How much personal information does one share on your social media profile pages?
Name, location, age, job role, legal status, headshot? the quantity of data people is comfortable with posting online varies.
But most people accept that whatever we placed on our public profile page is called at the general public domain.
So, how would you are feeling if all of your information was cataloged by a hacker and put into a monster spreadsheet with many entries, to be sold online to the very best paying cyber-criminal?
That’s what a hacker calling himself Tom Liner did last month “for fun” when he compiled a database of 700 million LinkedIn users from everywhere the planet, which he’s selling for around $5,000 (£3,600; €4,200).
The incident, and other similar cases of social media scraping, have sparked a fierce debate about whether or not the essential personal information we share publicly on our profiles should be better protected.

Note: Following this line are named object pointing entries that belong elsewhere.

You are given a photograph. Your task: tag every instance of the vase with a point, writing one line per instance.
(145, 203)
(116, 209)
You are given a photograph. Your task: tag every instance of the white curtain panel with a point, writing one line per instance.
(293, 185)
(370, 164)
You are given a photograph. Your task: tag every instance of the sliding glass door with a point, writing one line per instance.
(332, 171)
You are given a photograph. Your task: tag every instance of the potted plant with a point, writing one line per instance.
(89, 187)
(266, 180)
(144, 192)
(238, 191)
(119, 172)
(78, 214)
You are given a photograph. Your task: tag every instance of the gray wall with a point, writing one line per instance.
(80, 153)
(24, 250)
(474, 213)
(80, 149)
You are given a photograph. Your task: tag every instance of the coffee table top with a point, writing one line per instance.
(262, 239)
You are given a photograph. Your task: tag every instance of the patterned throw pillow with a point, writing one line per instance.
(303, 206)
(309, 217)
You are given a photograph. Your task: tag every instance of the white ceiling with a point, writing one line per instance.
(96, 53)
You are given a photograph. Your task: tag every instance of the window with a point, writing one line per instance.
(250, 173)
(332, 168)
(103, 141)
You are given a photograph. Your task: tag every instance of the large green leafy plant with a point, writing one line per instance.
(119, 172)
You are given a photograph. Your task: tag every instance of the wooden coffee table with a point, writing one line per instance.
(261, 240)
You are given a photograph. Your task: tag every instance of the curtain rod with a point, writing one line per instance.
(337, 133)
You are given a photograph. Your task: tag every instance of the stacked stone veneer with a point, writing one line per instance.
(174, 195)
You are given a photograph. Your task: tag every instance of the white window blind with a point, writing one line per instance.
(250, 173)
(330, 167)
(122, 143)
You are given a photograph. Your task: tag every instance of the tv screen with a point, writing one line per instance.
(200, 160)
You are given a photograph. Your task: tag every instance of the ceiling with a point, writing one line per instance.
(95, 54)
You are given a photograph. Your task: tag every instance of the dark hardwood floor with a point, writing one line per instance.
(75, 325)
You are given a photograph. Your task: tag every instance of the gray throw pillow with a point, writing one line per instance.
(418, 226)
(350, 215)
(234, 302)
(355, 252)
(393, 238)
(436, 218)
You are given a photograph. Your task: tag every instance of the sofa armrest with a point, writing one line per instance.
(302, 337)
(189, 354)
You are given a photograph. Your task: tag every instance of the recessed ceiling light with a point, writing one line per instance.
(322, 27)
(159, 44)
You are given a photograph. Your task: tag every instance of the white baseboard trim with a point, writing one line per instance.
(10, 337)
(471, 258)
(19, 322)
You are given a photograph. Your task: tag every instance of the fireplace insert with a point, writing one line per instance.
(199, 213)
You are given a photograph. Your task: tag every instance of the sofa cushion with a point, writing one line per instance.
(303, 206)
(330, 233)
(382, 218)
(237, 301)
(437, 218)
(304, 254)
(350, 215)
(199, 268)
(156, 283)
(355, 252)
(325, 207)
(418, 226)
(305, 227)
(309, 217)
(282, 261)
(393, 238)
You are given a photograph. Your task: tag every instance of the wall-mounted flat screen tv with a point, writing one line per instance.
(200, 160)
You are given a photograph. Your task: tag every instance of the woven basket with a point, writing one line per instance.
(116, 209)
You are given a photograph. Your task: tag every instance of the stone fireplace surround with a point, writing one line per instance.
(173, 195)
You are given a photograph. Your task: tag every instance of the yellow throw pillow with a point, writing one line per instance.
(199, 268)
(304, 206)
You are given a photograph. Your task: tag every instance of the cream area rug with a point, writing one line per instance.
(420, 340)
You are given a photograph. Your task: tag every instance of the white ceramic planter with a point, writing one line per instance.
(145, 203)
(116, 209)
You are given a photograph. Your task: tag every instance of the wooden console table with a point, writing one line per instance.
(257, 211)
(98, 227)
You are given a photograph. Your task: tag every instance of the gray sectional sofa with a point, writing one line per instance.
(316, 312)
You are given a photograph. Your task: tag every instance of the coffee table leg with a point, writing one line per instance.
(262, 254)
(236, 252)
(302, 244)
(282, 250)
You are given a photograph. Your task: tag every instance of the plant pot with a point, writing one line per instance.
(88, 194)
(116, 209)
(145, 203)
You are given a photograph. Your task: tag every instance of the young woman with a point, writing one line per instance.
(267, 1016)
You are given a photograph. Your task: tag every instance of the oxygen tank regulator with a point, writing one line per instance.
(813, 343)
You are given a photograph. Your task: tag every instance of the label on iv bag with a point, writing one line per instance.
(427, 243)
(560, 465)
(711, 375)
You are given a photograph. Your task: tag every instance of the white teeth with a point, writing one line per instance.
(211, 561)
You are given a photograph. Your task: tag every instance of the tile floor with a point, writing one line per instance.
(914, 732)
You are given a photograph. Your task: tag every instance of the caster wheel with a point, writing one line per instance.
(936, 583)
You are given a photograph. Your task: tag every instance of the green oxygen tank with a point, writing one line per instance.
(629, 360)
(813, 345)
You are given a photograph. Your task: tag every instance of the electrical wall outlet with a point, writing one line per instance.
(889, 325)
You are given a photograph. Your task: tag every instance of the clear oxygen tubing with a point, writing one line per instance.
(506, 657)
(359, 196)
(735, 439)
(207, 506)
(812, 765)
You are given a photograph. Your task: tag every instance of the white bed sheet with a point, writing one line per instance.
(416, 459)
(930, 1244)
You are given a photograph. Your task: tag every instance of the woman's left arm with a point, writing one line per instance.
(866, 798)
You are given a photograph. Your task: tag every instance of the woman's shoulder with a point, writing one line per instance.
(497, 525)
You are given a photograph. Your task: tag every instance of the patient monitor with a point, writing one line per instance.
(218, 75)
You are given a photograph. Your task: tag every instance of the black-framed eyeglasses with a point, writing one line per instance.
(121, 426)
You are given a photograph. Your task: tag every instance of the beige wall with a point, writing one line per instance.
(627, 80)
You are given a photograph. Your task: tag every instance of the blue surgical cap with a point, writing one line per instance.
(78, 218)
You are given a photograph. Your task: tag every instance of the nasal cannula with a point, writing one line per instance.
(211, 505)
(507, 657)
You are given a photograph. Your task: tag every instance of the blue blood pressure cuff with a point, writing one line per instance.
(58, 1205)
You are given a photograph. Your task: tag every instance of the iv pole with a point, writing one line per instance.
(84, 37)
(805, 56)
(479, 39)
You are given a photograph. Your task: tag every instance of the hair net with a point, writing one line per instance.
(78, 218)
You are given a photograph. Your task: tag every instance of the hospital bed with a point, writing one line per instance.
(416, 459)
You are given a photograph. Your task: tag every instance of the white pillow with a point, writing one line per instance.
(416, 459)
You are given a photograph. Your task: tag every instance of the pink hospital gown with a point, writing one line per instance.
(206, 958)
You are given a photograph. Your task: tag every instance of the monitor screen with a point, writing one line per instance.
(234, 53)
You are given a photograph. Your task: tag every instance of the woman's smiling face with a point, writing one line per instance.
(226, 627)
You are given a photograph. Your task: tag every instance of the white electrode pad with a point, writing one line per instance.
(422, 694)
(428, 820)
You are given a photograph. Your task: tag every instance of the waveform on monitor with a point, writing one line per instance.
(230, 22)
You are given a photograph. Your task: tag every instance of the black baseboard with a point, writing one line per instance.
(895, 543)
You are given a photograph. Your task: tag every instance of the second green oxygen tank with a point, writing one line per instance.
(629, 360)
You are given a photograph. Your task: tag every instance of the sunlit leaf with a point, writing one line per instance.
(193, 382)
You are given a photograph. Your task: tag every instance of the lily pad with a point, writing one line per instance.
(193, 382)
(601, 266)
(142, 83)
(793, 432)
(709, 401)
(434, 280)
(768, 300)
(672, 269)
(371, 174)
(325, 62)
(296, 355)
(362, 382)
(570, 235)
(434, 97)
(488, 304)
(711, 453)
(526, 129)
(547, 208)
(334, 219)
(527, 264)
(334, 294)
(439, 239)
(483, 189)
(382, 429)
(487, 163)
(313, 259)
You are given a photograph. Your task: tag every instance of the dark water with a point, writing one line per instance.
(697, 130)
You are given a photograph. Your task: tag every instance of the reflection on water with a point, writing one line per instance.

In the case of Mr. Liner, his latest exploit was announced at 08:57 BST during a post on a notorious hacking forum.
It was an unusually civilized hour for hackers, but in fact, we’ve no idea which era zone, the hacker who calls himself Tom Liner, lives in.
“Hi, I even have 700 million 2021 LinkedIn records”, he wrote.
Included within the post was a link to a sample of 1,000,000 records and an invitation for other hackers to contact him privately and make him offers for his database.
Understandably the sale caused a stir within the hacking world and Tom tells me he’s selling his haul to “multiple” happy customers for around $5,000 (£3,600; €4,200).
He won’t say who his customers are, or why they might want this information, but he says the info is probably going to get used for further malicious hacking campaigns.
The news has also set the cyber-security and privacy world alight with arguments about whether or not we should always be worried about this growing trend of mega scrapes.
What’s important to know here is that these databases aren’t being created by breaking into the servers or websites of social networks.
They are largely constructed by scraping the public-facing surface of platforms using automatic programs to require whatever information is freely available about users.
In theory, most of the info being compiled might be found by simply picking through individual social media profile pages one by one. Although in fact, it might take multiple lifetimes to collect the maximum amount of data together, because the hackers are ready to do.
So far this year, there is a minimum of three other major “scraping” incidents.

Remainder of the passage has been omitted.